Housing is a necessity – it becomes a luxury when their inhabitants maintain and care for it. Yet “…housing has been gripped by a cycle of war, natural disaster, and poverty…” And of course, architects have been called upon to provide solutions, designs dictating the quality of living and over the time working collectively with communities to design an appropriate home – a united community. Many years of history in collected experiences throughout the globe helped shape this unity between architect and community. Star architects in their minds held solutions they thought would atone for the failures in urban planning. There was Le Corbusier’s Maison Dim-ino concrete housing strategy, Walter Gropius’s prefabricated walls to whole structures for affordable housing projects, K. Buckminster Fuller for his experimentation with standardized building components, modular systems and prefabrication – all three believed that mass-manufactured dwellings represented the future housing.  And in America, the automobile was the integral part of American life style – portable housing such as mobile homes which allowed people to live on the road.
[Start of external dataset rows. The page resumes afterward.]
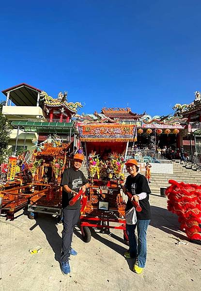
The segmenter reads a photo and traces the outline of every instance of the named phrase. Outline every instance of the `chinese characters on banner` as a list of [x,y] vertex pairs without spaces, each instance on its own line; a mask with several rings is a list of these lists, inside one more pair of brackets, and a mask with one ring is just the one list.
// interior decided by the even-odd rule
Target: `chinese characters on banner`
[[124,139],[133,140],[137,138],[136,125],[127,124],[82,125],[79,127],[80,138],[86,140],[93,139]]
[[7,180],[13,181],[15,175],[16,164],[17,158],[15,157],[10,157],[8,161],[8,173],[7,174]]

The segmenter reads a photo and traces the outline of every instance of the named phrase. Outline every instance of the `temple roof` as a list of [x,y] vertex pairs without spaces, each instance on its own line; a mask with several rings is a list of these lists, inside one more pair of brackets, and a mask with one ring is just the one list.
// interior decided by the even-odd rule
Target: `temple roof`
[[72,102],[67,102],[66,100],[67,92],[64,92],[63,94],[62,92],[60,92],[58,94],[57,98],[53,98],[51,96],[49,96],[45,91],[42,91],[40,94],[41,97],[41,101],[43,101],[45,103],[44,109],[49,108],[60,108],[63,109],[63,112],[64,109],[67,109],[71,114],[76,113],[77,111],[77,107],[82,107],[82,105],[79,102],[73,103]]
[[121,119],[135,119],[138,120],[141,118],[145,114],[139,114],[131,112],[130,108],[120,108],[115,107],[114,108],[102,108],[101,113],[106,116],[110,118],[117,118]]
[[1,92],[6,97],[9,93],[9,99],[17,106],[35,106],[38,94],[41,93],[41,90],[26,83],[21,83]]

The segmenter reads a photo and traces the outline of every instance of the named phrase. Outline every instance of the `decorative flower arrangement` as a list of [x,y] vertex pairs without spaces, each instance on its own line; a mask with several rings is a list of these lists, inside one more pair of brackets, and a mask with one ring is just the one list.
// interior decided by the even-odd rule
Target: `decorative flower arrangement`
[[100,178],[100,162],[98,155],[95,155],[95,151],[92,151],[89,158],[89,171],[91,178],[93,178],[97,173],[98,179]]
[[116,178],[117,179],[119,179],[121,177],[124,178],[124,175],[123,172],[125,161],[123,157],[116,152],[113,152],[109,156],[109,158],[111,160],[110,167]]
[[31,172],[32,176],[35,176],[37,169],[40,166],[42,161],[43,159],[40,159],[38,160],[35,160],[34,162],[28,164],[28,169]]
[[62,159],[56,159],[54,158],[53,161],[51,162],[51,164],[52,165],[52,170],[54,172],[55,178],[57,179],[63,165],[63,161]]

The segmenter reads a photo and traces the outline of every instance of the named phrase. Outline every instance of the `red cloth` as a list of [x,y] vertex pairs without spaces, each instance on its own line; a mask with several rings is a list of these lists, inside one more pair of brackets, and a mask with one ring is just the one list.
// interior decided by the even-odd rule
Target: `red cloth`
[[179,216],[181,229],[191,240],[201,240],[201,185],[170,180],[166,190],[168,209]]

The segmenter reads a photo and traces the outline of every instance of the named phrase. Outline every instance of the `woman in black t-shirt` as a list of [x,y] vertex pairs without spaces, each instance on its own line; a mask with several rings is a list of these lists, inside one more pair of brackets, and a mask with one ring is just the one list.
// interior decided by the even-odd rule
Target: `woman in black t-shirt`
[[[132,200],[139,204],[141,212],[136,212],[137,222],[135,224],[127,224],[126,231],[128,235],[129,250],[124,254],[125,258],[135,258],[133,271],[137,273],[142,273],[145,266],[147,257],[146,234],[151,220],[150,205],[149,194],[151,191],[145,177],[138,173],[139,168],[135,160],[128,160],[126,163],[126,169],[130,175],[127,177],[123,191],[130,192],[133,196]],[[133,207],[131,201],[128,199],[125,211]],[[136,241],[135,230],[137,226],[138,242]]]

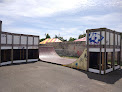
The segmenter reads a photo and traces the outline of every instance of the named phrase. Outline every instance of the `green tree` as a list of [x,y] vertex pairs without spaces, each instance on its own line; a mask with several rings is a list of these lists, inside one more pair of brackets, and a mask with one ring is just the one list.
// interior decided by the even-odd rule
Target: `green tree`
[[80,34],[79,37],[78,37],[78,39],[83,38],[85,36],[86,36],[86,34]]
[[72,38],[72,37],[69,38],[69,41],[74,41],[74,40],[76,40],[76,38]]
[[47,38],[51,38],[49,34],[45,34],[45,36],[46,36],[46,39],[47,39]]
[[45,38],[42,38],[42,39],[40,39],[40,42],[42,42],[42,41],[44,41],[45,40]]

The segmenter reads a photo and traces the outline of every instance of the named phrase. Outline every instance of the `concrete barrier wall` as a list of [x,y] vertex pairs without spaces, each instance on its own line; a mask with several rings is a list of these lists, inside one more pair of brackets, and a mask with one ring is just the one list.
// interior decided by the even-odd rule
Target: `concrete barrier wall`
[[86,42],[55,42],[41,44],[40,46],[53,46],[60,56],[79,57],[86,48]]

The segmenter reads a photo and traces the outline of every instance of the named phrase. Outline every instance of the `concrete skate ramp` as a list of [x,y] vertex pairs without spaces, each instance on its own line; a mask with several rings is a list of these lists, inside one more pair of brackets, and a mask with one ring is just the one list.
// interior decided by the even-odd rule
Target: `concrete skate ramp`
[[67,59],[60,57],[53,47],[40,46],[39,47],[39,59],[46,62],[61,64],[77,69],[87,70],[87,50],[85,49],[83,54],[76,59]]

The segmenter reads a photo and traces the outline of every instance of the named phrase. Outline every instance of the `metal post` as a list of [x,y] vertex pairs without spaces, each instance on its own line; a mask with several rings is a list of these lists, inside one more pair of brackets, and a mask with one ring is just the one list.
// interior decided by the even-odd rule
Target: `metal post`
[[104,46],[104,74],[106,74],[106,29],[105,29],[105,46]]
[[11,49],[11,63],[13,64],[13,44],[14,44],[14,34],[12,34],[12,49]]
[[[101,39],[101,30],[100,30],[100,39]],[[99,60],[99,71],[101,74],[101,41],[100,41],[100,60]]]
[[0,65],[1,65],[1,32],[2,32],[2,21],[0,20]]
[[26,43],[26,63],[28,62],[28,35],[27,35],[27,43]]
[[89,30],[87,30],[87,71],[89,71]]
[[121,68],[121,50],[122,50],[122,37],[121,37],[121,34],[120,34],[120,68]]
[[115,70],[115,31],[113,32],[113,71]]

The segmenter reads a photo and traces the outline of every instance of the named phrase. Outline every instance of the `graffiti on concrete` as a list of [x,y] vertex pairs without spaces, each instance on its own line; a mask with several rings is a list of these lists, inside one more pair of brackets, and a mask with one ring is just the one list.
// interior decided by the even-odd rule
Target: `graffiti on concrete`
[[98,33],[89,33],[89,42],[92,44],[99,44],[100,41],[102,41],[104,37]]

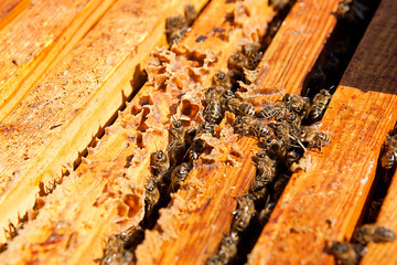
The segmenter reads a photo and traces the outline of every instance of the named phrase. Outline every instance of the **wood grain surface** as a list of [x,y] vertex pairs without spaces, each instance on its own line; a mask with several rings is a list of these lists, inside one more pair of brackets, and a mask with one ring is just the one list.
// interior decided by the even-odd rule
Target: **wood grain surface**
[[[256,96],[265,93],[262,87],[283,81],[287,92],[298,92],[336,23],[331,14],[336,7],[337,1],[296,3],[259,65],[259,89],[253,92]],[[313,17],[302,15],[303,11]],[[310,51],[305,49],[309,43],[313,47]],[[258,151],[256,144],[253,138],[225,137],[219,142],[221,153],[238,150],[239,157],[234,157],[236,165],[224,162],[221,156],[215,158],[215,165],[193,168],[186,179],[186,190],[175,193],[170,205],[162,210],[155,229],[146,233],[146,241],[137,250],[140,263],[203,264],[216,252],[221,239],[228,232],[236,198],[247,192],[255,176],[251,157]],[[189,189],[190,181],[202,186]]]
[[[397,94],[396,76],[397,76],[397,19],[394,13],[397,12],[397,3],[395,1],[383,1],[380,3],[377,15],[368,29],[367,39],[363,41],[361,50],[357,55],[361,56],[362,63],[357,64],[355,71],[365,71],[365,65],[369,68],[365,72],[373,76],[374,81],[378,83],[377,86],[388,86],[388,93]],[[369,31],[371,30],[371,31]],[[376,47],[374,52],[377,56],[366,55],[365,51]],[[353,77],[353,76],[352,76]],[[358,76],[355,76],[357,78]],[[372,83],[369,83],[372,84]],[[396,114],[397,104],[390,106]],[[383,118],[391,119],[391,116],[382,114]],[[395,117],[395,116],[394,116]],[[390,121],[391,121],[390,120]],[[390,129],[390,128],[389,128]],[[386,134],[378,135],[382,140],[386,138]],[[386,226],[397,232],[397,172],[395,172],[391,183],[388,188],[387,195],[382,204],[379,215],[376,223]],[[385,244],[369,244],[368,253],[364,256],[361,264],[396,264],[397,263],[397,242]]]
[[[60,178],[63,165],[103,131],[139,84],[130,82],[142,62],[163,43],[165,18],[187,2],[117,2],[2,120],[0,227],[31,209],[39,183]],[[204,3],[195,2],[197,9]]]
[[[249,1],[248,7],[260,8],[258,8],[258,13],[254,12],[253,17],[246,20],[245,24],[254,28],[262,20],[264,23],[259,29],[266,32],[266,22],[275,15],[273,10],[264,6],[261,1]],[[235,28],[230,22],[223,21],[223,15],[235,8],[235,3],[212,1],[180,45],[182,50],[185,45],[193,45],[193,47],[200,45],[198,50],[192,52],[200,54],[200,50],[204,47],[203,43],[195,44],[195,32],[203,32],[203,29],[211,32],[214,26],[229,31],[228,42],[221,42],[222,45],[212,49],[212,53],[218,54],[216,61],[196,70],[202,73],[202,76],[183,77],[190,64],[197,64],[191,59],[183,61],[183,53],[182,56],[171,60],[171,65],[176,64],[171,77],[182,76],[184,85],[178,87],[172,85],[173,82],[170,80],[169,87],[162,92],[155,88],[152,82],[148,82],[120,113],[115,124],[107,129],[95,150],[89,150],[87,160],[83,161],[75,173],[65,178],[53,194],[43,199],[45,205],[40,210],[36,220],[25,224],[21,234],[10,242],[9,250],[0,258],[12,261],[10,263],[35,259],[51,261],[55,264],[64,264],[66,259],[68,264],[76,264],[77,261],[84,261],[84,264],[92,263],[94,258],[100,257],[103,242],[107,235],[138,224],[143,214],[143,181],[150,173],[149,155],[154,150],[167,148],[169,138],[167,128],[170,124],[170,115],[173,114],[170,112],[175,112],[182,94],[201,93],[202,89],[197,89],[195,83],[200,86],[208,86],[215,71],[226,63],[227,57],[236,51],[237,43],[244,39],[244,28]],[[218,19],[211,17],[214,14],[217,14]],[[259,14],[264,18],[259,18]],[[216,40],[218,36],[213,36],[213,39]],[[207,41],[212,42],[212,38]],[[168,52],[163,51],[160,57],[167,57],[164,54]],[[175,107],[170,108],[170,106]],[[139,112],[142,108],[149,112],[147,119],[143,112]],[[144,127],[148,127],[144,132],[139,130],[139,127],[142,127],[140,126],[142,120],[144,120]],[[139,142],[139,135],[142,137],[141,142]],[[84,192],[82,192],[83,187]],[[107,188],[104,189],[104,187]],[[114,195],[109,197],[108,191],[112,191]],[[124,202],[126,197],[135,198],[136,203],[127,206]],[[127,214],[129,211],[131,213]],[[56,232],[58,226],[62,230]],[[37,231],[41,231],[40,234]],[[62,239],[46,245],[45,242],[54,233],[62,234]],[[77,243],[68,244],[71,237],[75,237]],[[65,246],[67,246],[66,250]],[[21,250],[24,251],[21,252]],[[18,257],[11,258],[17,252],[20,253]],[[60,255],[60,252],[64,255]]]
[[395,11],[380,3],[322,120],[331,145],[292,176],[249,264],[333,264],[325,242],[350,239],[397,120]]
[[0,3],[0,30],[30,4],[30,0],[3,0]]
[[0,32],[0,121],[115,0],[34,1]]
As the housing process continued to evolve, more humanitarian strategies were approached to understand communities – their values – in order to design homes where people are united as one.  

Community Engagement


“…architect as a public servant, yet serving a public that for all intents and purposes was abstract, anonymous and remote.” “to bring moral and social conscience to the practice of architecture.” “Design-build programs…involving students in actual construction – learning by doing while providing a community service as a collateral benefit.” “…academic program where students live full-time in the community…take full-time academic load…” “…community-design centers….design built programs suggest that the underlying principle that makes community engagements successful…is an approach that identifies local skills and resources, treats the community as an equal partner, and pursues an open and sustained process of exchange.” “…benefit the community or benefit the student.”